いまやアメリカでも、MBAというだけでは高給はもらえなくなった。資格だけでもらえるのは、10万ドルがせいぜいといわれている。これなら日本企業の管理職とさして変わらない。そこからの上積みは、経営者としていかに業績を上げたか、いかに業務改革をしたかという実績がカギになる。資格ではなく、タタキ上げでも、辣腕な実績のある経営者は優遇される。そう考えると、ビジネス誌を賑わすCEOでも、GEのジャック・ウェルチは技術者出身だし、マイクロソフトのビル・ゲイツは大学中退だ。経営は知識より才能。その面でもアメリカは一歩先に行っている。だからこそ、マネジメント・リーダーのマネジメントはもっと難しい。マネジメント・リーダーたる人間を集めるにはどうしたら良いか。経営コンサルティングファーム、マッキンゼー・アンド・カンパニーは、「War for Tarent」という本の中で、次のように分析している。

第一に「人材が業績のカギである」こと全社的にコンセンサスとして認識すること。マッキンゼーのアメリカでの調査では、能力の高いマネジメント・リーダーに率いられた組織は、平均的リーダーに率いられた組織に比べて50%以上業績が高いという結果が出ている。第二に、優秀な人材が集まってくるような組織の魅力を持つこと。これは先ほど述べた、広告ビジネスの組織論とも共通するのだが、良い人材が多いと、組織の持つ文化や風土も良くなり、さらに良い人材が集まってくるということである。第三に、多様な人材獲得法を持つこと。これには、その企業が必要な人材像を明確にすると共に、自前主義を脱し広く可能性のある人材にアクセスすることがカギとなる。第四に、人材の「器の違い」に敏感になること。これは特に日本企業においてゆゆしき問題がある。現在の組織リーダーである1940年代生まれ(50歳台)の人は、戦後民主教育の悪平等主義に染まっており、「器の違い」にきわめて鈍感だからだ。最後に、人材に対し、能力別の対応をとること。優秀な人材を識別し、チャンスのある仕事をできるだけ多く与えることにより、教育すると共に厳しい競争の中でフルイにかけることである。

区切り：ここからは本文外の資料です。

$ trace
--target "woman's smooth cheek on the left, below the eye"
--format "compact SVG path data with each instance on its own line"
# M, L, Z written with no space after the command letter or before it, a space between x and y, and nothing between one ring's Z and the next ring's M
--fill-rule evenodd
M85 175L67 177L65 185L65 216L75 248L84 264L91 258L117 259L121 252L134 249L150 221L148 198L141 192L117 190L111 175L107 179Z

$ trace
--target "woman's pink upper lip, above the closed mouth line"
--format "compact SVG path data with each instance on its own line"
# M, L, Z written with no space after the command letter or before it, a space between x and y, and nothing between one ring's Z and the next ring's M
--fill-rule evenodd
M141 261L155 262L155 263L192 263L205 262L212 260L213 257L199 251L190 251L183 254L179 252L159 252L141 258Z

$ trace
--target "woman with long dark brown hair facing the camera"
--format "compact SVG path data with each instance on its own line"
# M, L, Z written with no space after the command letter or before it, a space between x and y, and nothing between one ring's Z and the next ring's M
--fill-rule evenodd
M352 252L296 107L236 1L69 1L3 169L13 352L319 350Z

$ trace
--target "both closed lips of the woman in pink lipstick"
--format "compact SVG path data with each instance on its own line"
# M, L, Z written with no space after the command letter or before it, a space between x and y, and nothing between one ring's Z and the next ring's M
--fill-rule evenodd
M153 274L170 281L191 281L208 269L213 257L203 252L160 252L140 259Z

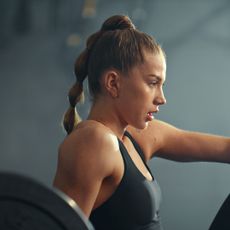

企業という環境では、業績として明確かつすばやく結果が出る。それだけに、変化は急速である。いまやグローバルな企業環境では、「リーダーシップを取るべき層」に対して、本当の意味での「能力主義」が浸透してきつつある。上下、良し悪しという意味ではなく、能力の違いを知り、その差異を生かす視点が必要になる。それがこれからの社会のスタンダードとなるだろう。したがって、教育の現場でも人間観を変える必要がある。そしてそれは、自分たち自身の管理や組織のあり方を、民間のルールに合わせることから始まる。